The Independent Development Trust is a state-owned entity that manages social infrastructure programmes for the government – it falls under the control of the Minister of Public Works.

Macpherson said a programme to root out ghost employees was nearing completion. He said that 60 such people – receiving salaries while not being employed – had been identified. KwaZulu-Natal was the most troubled region in this respect.

Macpherson’s spokesman, Lennox Mabaso, subsequently told the media that this group of ghost employees was costing the state close to R15 million annually.

Mabaso said that a key means of identifying delinquent officials was the use of lifestyle audits. A total of 69 senior officials had been selected to undergo lifestyle audits. The Special Investigating Unit (SIU) said that 53 of these had provided the complete documentation requested, six made partial submissions, one made no response, and one resigned during the period. (It is unclear what has become of the outstanding eight officials’ responses.)

Mabaso continued: “Minister Macpherson has made it clear that any refusal or failure to comply with a lawful lifestyle audit process is unacceptable.

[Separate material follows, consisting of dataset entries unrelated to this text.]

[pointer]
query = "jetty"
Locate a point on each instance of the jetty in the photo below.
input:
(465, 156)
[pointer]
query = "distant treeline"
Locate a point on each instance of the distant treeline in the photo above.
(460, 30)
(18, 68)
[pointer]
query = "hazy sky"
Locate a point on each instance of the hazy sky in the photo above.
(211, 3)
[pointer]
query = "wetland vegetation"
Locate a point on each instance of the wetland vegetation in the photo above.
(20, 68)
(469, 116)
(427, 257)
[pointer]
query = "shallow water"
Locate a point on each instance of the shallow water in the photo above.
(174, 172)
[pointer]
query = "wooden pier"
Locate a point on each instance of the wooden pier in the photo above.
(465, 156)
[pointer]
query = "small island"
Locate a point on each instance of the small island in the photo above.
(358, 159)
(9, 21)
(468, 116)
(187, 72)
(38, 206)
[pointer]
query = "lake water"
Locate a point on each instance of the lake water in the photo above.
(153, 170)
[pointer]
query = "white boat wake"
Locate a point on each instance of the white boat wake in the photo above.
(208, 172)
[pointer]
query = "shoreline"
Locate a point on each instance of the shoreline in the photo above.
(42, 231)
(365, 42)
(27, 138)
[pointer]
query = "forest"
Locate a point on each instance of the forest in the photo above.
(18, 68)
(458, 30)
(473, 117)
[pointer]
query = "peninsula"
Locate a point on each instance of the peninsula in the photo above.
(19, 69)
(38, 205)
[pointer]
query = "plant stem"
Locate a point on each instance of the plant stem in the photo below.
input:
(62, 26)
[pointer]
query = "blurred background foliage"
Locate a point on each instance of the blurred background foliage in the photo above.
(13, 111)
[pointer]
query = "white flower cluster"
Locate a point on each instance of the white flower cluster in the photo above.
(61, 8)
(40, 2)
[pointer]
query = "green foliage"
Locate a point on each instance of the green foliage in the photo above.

At the beginning of May, the minister wrote to the director-general directing him to take immediate control of the matter and issue a formal directive to all affected officials requiring [their] full compliance with all lawful and reasonable requests made by the SIU.”

Ghost workers are a long-standing phenomenon in South Africa. In part, it can be traced to the uneven process of amalgamation of the various bureaucracies during the transition to democracy. State employment is a relatively lucrative and protected livelihood, and it appears that some officials were able to obtain multiple incomes for themselves, or for family members. Criminal groups were able to take advantage of this.

Combatting the phenomenon is a priority of the Government of National Unity, with the use of technological verification tools being central to doing so. In the past, attempts to deal with it have sometimes resorted to such expedients as requiring staff to stand outside their offices holding their identification documents for inspectors to check.